How does JPEG actually work?

JPEG is an image encoding designed to compress photographs and
similar images effectively, often 5 to 15 times over a raw bitmap
format. It's a lossy format that exploits properties of human vision to
eliminate information that is difficult to distinguish. You see JPEGs
all the time, and if you've seen a JPEG compressed with a low quality
level, you have a good idea of the kinds of visual artifacts that
emerge when JPEG compression is pushed to its limits. But how does it
really work, and how does this cause JPEG artifacts?

The JPEG standard defines a number of different encoding options,
and there are a number of container file formats defined other than the
usual JFIF, but I'm going to discuss a single popular JPEG encoding
method used by many applications. This encoding combines three
different completely independent methods of image compression:
downsampling the chrominance channels, quantization of the discrete
cosine transformation, and entropy coding.

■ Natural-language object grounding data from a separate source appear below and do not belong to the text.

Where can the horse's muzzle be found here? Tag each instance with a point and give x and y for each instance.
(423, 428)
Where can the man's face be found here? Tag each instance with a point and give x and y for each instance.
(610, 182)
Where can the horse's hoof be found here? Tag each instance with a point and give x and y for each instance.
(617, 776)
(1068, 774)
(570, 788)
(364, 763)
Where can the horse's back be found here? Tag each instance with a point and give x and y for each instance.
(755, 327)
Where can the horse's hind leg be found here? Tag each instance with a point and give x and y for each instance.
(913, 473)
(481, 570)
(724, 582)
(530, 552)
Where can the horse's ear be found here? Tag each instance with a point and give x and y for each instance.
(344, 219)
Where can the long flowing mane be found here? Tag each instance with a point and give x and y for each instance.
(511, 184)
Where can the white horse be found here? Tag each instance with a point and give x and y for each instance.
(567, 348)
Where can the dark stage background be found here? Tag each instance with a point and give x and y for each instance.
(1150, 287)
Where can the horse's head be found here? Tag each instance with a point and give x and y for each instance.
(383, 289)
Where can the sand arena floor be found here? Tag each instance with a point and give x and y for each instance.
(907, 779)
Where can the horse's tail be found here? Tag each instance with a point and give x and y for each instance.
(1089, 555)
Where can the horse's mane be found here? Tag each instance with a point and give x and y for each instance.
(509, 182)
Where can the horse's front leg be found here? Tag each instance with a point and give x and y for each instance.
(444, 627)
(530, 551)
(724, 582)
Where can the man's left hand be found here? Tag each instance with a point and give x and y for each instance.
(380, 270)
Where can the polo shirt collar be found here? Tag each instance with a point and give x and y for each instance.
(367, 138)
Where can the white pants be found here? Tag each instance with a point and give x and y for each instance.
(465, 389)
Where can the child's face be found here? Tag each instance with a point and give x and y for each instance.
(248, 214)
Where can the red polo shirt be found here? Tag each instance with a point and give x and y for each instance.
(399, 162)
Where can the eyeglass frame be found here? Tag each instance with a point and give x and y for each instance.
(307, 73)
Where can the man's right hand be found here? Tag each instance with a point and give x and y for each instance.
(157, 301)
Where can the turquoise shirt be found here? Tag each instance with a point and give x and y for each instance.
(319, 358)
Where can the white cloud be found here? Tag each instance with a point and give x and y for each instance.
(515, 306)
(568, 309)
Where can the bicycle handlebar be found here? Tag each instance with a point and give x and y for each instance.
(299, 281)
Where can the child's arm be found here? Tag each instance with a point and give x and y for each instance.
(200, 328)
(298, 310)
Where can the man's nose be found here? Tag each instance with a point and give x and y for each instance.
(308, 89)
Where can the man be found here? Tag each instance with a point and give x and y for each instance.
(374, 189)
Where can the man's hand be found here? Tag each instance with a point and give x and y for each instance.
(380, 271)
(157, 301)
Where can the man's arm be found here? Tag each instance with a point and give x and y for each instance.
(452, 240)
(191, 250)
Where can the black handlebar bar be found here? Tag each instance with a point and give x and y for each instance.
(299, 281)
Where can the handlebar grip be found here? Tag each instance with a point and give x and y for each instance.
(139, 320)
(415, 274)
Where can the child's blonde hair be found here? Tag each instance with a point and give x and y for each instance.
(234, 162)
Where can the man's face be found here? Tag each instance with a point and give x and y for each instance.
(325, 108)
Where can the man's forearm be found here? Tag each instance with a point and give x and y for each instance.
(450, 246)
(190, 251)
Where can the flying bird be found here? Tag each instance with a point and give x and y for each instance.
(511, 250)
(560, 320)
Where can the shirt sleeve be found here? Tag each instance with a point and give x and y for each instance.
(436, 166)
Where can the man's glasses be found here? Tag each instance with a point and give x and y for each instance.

Method 1: Downsampling the chrominance channels

The most obvious way to make an image file smaller is to make the
image smaller - for example, a 100×100 bitmap is 1/4 the size of a
200×200 bitmap. You can expand the image back out to the original size
when viewing it by simply upsampling it. This isn't a great compression
method, since it causes clearly visible artifacts, usually blocky or
blurry effects, especially around detailed, sharp areas.

A different approach is instead of downsampling the entire image, to
only downscale certain channels of the image. For example, the eye's
red-green sensors are more numerous and sensitive than its blue-yellow
sensors, so if we shrink just the blue channel and later re-expand it,
the effect is much less noticable. But the RGB color space is not our
only choice - images can be encoded in many color systems, and for each
of these the channels we choose to downsample will have different
visual effects. This experiment
by Eric Setton of Stanford University demonstrates the effect on image
quality of downsampling various channels in various color systems.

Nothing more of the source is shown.